Bagikan:

JAKARTA – Di tengah semaraknya mata uang kripto di dunia. Bank Indonesia (BI) mengungkapkan rencananya untuk menerbitkan mata uang Rupiah digital alias Central Bank Digital Currency (CBDC). 

Direktur Eksekutif Departemen Komunikasi Bank Indonesia mengatakan, penerbitan rupiah digital atau CBDC untuk menyokong digitalisasi ekonomi di Indonesia, termasuk membendung popularitas cryptocurrency.
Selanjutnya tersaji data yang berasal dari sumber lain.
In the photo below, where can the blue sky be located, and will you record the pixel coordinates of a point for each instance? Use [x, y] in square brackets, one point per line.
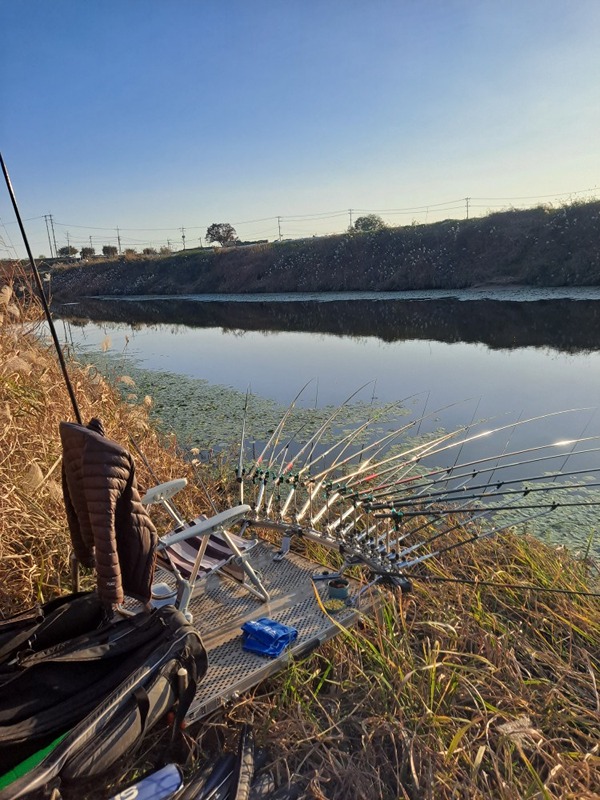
[153, 115]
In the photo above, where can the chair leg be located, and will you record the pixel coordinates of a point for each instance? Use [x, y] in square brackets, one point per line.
[257, 588]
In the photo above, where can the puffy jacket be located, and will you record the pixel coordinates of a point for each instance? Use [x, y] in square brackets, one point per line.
[110, 528]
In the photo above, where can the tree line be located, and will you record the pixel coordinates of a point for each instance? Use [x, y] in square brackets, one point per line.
[222, 233]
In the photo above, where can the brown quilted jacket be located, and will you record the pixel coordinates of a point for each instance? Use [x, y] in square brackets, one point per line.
[110, 528]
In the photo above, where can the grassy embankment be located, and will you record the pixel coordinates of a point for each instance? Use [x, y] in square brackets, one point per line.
[543, 246]
[454, 691]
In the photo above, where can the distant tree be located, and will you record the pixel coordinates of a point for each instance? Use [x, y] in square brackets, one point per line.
[369, 223]
[68, 251]
[221, 232]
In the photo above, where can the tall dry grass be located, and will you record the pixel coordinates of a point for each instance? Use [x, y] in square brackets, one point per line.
[457, 690]
[34, 540]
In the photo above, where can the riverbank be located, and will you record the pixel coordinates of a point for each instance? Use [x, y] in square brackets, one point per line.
[535, 247]
[471, 688]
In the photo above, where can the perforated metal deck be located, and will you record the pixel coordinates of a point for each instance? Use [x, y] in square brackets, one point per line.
[221, 605]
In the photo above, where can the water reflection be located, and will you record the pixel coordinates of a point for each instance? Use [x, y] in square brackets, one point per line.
[566, 325]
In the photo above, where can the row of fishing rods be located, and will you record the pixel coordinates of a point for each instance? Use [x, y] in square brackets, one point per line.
[382, 487]
[371, 504]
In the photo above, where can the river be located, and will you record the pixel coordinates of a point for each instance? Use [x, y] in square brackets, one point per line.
[492, 356]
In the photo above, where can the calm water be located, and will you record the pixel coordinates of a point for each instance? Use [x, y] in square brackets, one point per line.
[495, 357]
[519, 357]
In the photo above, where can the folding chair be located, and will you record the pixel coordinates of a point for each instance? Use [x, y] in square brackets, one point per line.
[110, 526]
[202, 546]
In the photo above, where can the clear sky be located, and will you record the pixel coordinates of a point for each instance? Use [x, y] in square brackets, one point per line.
[153, 115]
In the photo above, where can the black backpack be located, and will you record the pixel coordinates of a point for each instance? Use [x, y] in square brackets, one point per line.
[90, 694]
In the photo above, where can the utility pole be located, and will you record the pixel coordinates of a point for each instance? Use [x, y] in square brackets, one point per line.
[53, 235]
[48, 232]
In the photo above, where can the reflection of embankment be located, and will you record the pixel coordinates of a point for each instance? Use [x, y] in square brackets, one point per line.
[567, 325]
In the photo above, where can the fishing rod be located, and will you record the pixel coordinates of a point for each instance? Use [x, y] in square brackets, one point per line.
[276, 433]
[42, 294]
[446, 477]
[493, 584]
[446, 471]
[461, 491]
[240, 469]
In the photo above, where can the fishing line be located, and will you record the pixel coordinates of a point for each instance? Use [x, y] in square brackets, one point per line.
[40, 287]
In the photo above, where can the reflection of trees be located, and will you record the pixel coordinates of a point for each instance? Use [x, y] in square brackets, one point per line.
[566, 325]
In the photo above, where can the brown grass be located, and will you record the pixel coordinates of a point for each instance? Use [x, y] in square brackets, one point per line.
[453, 691]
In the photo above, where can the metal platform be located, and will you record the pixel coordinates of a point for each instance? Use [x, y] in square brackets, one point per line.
[221, 605]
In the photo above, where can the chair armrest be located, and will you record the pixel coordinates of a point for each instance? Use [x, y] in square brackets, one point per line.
[206, 526]
[163, 491]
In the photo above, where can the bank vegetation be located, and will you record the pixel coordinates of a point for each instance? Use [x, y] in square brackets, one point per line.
[544, 246]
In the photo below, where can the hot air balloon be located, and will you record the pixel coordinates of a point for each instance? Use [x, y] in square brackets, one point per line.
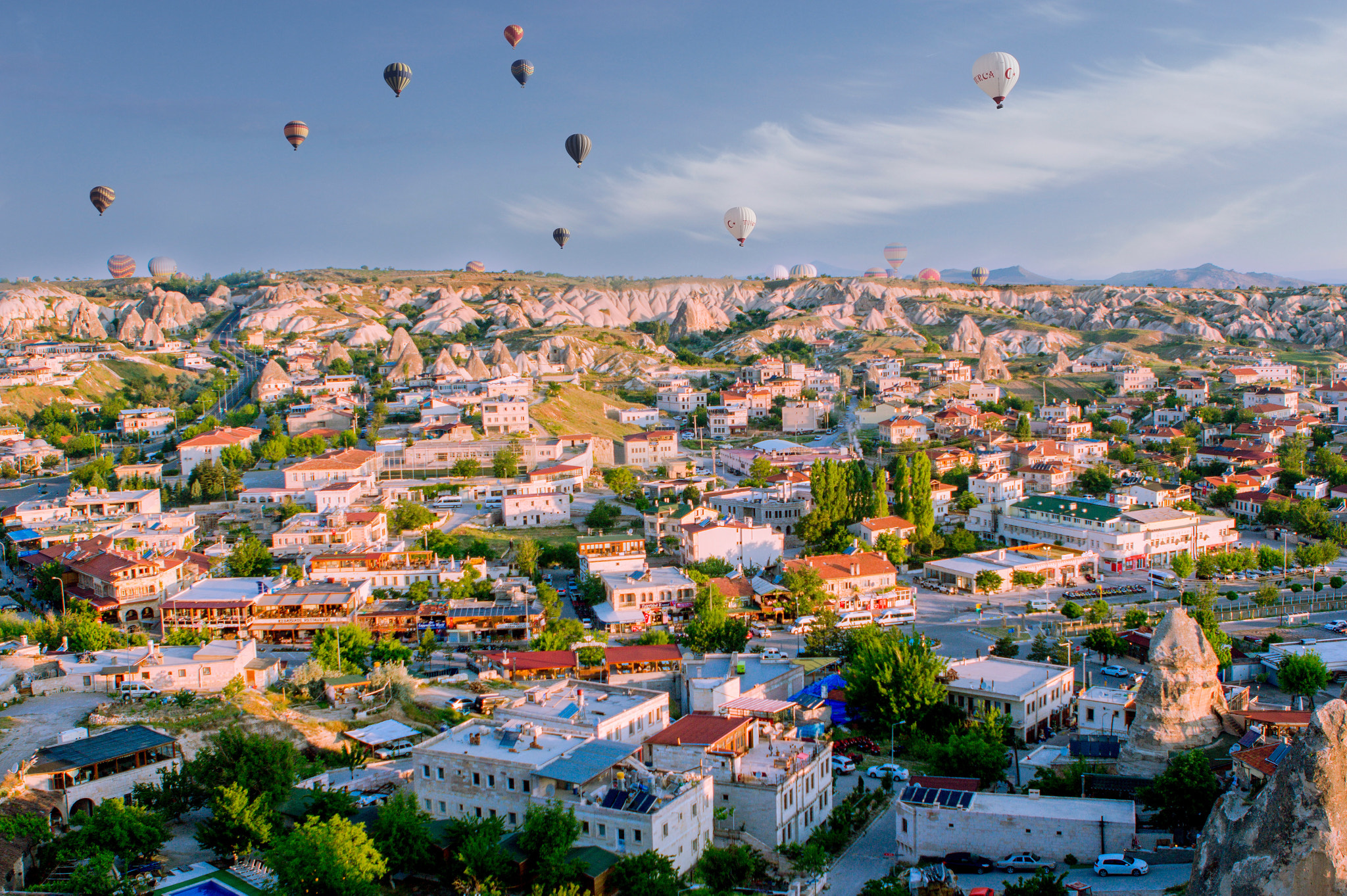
[996, 73]
[894, 253]
[578, 147]
[740, 222]
[295, 132]
[101, 198]
[398, 76]
[122, 267]
[162, 267]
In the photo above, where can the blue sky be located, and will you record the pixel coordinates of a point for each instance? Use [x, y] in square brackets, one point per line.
[1141, 135]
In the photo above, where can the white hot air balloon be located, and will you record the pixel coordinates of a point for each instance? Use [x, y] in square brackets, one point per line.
[996, 73]
[740, 222]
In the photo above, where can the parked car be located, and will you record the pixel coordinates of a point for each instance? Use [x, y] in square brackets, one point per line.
[1119, 864]
[887, 768]
[967, 862]
[1024, 861]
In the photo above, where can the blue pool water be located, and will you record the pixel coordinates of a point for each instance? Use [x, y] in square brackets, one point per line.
[207, 888]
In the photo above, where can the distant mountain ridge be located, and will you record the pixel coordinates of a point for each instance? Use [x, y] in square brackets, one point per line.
[1208, 276]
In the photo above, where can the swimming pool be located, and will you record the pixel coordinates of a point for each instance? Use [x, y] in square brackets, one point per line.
[207, 888]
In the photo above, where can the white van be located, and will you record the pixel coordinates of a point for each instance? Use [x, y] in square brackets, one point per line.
[896, 617]
[856, 619]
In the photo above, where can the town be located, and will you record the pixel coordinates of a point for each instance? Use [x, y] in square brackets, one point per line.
[441, 607]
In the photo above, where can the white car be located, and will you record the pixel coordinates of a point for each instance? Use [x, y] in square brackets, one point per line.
[888, 768]
[1119, 864]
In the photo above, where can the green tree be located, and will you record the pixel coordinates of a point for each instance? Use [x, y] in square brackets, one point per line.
[1304, 674]
[330, 857]
[249, 559]
[550, 830]
[236, 824]
[988, 582]
[526, 556]
[1183, 794]
[647, 874]
[506, 465]
[893, 677]
[923, 507]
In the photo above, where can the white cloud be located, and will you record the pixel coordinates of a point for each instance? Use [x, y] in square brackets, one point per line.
[1117, 122]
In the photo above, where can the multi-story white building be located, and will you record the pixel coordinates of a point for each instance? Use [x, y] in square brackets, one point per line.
[779, 789]
[1125, 538]
[737, 542]
[679, 400]
[502, 417]
[485, 768]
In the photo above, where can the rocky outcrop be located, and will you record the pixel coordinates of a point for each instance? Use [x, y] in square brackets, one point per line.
[1294, 837]
[1181, 703]
[966, 338]
[991, 364]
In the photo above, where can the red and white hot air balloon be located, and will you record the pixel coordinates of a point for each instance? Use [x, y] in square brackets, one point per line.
[996, 74]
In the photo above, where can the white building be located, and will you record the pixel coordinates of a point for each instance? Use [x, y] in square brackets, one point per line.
[485, 768]
[737, 542]
[1002, 824]
[1033, 696]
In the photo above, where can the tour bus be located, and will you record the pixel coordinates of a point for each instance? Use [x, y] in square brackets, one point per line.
[1164, 579]
[856, 619]
[897, 615]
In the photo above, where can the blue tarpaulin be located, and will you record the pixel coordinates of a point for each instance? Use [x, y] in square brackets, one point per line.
[823, 688]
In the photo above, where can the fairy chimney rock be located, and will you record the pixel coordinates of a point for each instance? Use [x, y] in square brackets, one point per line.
[1294, 837]
[1181, 703]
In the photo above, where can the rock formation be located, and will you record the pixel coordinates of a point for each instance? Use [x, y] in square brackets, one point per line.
[131, 327]
[966, 338]
[991, 365]
[1294, 837]
[1181, 703]
[335, 352]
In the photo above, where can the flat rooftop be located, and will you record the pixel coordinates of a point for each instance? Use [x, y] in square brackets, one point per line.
[1002, 676]
[1071, 809]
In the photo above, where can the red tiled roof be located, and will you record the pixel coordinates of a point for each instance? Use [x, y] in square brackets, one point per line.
[698, 731]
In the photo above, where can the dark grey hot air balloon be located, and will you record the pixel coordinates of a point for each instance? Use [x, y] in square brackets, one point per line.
[578, 147]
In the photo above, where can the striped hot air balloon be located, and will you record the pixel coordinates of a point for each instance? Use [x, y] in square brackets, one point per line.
[101, 198]
[578, 147]
[398, 76]
[122, 267]
[894, 253]
[162, 267]
[297, 132]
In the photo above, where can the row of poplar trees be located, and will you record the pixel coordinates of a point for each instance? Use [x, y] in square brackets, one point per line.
[848, 492]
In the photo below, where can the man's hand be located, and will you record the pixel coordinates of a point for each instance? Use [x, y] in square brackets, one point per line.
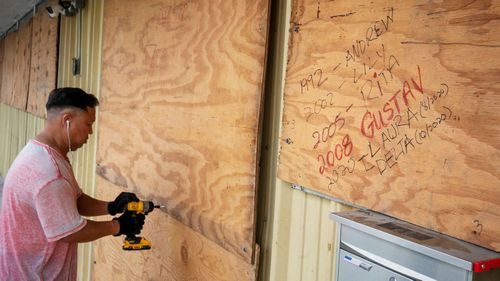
[121, 201]
[130, 223]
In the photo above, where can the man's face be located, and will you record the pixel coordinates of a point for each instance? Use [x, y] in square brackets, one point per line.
[81, 127]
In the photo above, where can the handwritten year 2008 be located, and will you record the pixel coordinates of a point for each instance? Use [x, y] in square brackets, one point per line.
[313, 80]
[335, 154]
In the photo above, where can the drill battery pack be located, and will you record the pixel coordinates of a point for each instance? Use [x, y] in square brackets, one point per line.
[136, 243]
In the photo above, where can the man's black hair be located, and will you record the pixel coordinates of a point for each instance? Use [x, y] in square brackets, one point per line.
[70, 97]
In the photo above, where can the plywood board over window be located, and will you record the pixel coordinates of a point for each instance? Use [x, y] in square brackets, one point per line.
[394, 106]
[15, 67]
[179, 125]
[43, 62]
[28, 67]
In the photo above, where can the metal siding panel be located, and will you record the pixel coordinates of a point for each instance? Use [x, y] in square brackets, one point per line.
[296, 233]
[83, 159]
[311, 242]
[303, 236]
[17, 128]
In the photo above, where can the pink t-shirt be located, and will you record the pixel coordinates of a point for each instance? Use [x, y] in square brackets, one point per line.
[39, 207]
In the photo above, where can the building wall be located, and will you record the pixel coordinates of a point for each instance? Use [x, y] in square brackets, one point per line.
[89, 79]
[296, 236]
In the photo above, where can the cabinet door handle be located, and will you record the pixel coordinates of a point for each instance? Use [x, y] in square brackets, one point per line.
[365, 266]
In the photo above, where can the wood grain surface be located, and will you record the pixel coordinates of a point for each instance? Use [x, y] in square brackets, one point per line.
[16, 67]
[394, 106]
[28, 67]
[178, 252]
[43, 62]
[180, 108]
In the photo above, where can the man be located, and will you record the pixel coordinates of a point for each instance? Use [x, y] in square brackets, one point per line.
[42, 206]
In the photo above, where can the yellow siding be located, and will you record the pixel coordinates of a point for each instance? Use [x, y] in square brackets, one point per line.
[296, 235]
[83, 160]
[303, 244]
[17, 128]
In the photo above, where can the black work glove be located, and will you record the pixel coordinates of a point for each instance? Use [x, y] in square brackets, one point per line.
[121, 202]
[130, 223]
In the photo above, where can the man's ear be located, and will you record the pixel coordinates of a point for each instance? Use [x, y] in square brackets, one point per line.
[66, 119]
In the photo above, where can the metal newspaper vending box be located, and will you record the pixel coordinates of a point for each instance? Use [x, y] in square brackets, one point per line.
[375, 247]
"Tergantung desainnya ada beberapa desain. Kalau misalkan Bank Indonesia mengeluarkan CBDC (Central Bank Digital Currency) sekarang disebut uang primer sebagai uang kertas yang dikeluarkan Bank Indonesia secara statistiknya sudah dalam bentuk digital," ujar Erwin seperti dikutip dari podcast CNBC Indonesia, Jumat, 26 Maret.

Perlu diketahui, CBDC adalah uang digital yang diterbitkan dan peredarannya dikontrol oleh bank sentral dalam hal ini adalah BI. Uang Rupiah digital ini digunakan sebagai alat pembayaran yang sah untuk menggantikan uang kartal.

Konsep ini sedikit berbeda dengan cryptocurrency seperti Bitcoin di mana uang internet ini dihasilkan dari proses penambangan file komputer. Bitcoin bersifat desentralisasi, tidak butuh bank sentral dan bank dalam transaksi karena transaksinya berlangsung secara peer-to-peer dari pengirim ke penerima.

Ada beberapa model desain CBDC dalam pembuatan uang Rupiah digital. Pertama CBDC akan mempercepat proses menontunaikan uang dengan lebih mudah, privasi, memiliki akses universal, pembayaran luar negeri (cross-border).

Kendati demikian, pencetakan uang Rupiah digital perlu kehati-hatian. Mengingat Indonesia terdiri dari ratusan ribu kepulauan dan tidak semuanya memiliki akses pada teknologi dan internet.

“Timing is everything. Kami dalam tahap melihat semua, nanti tidak salah desain salah teknologi,” imbuh Erwin.

Selain itu faktor keamanan siber perlu diperhitungkan. Mengingat semua sistem perbankan saat ini sangat bergantung pada jaringan internet, maka serangan siber rentan terjadi. 

Erwin mengungkapkan uang rupiah digital harus dibentengi dengan sistem keamanan siber yang berlapis. Agar terhindar dari krisis finansial yang berasal dari serangan siber. 

"Yang dimaksud dengan siber security bukan hanya prevention tapi juga resolution yang harus ada dalam desain," kata Erwin.

Sejauh ini, China telah lebih dulu memiliki Yuan Digital sebagai bagian transaksi keuangan yang sah. "Jadi pada dasarnya kami sedang mengadopsi CBDC dalam blueprint pembayaran saat ini."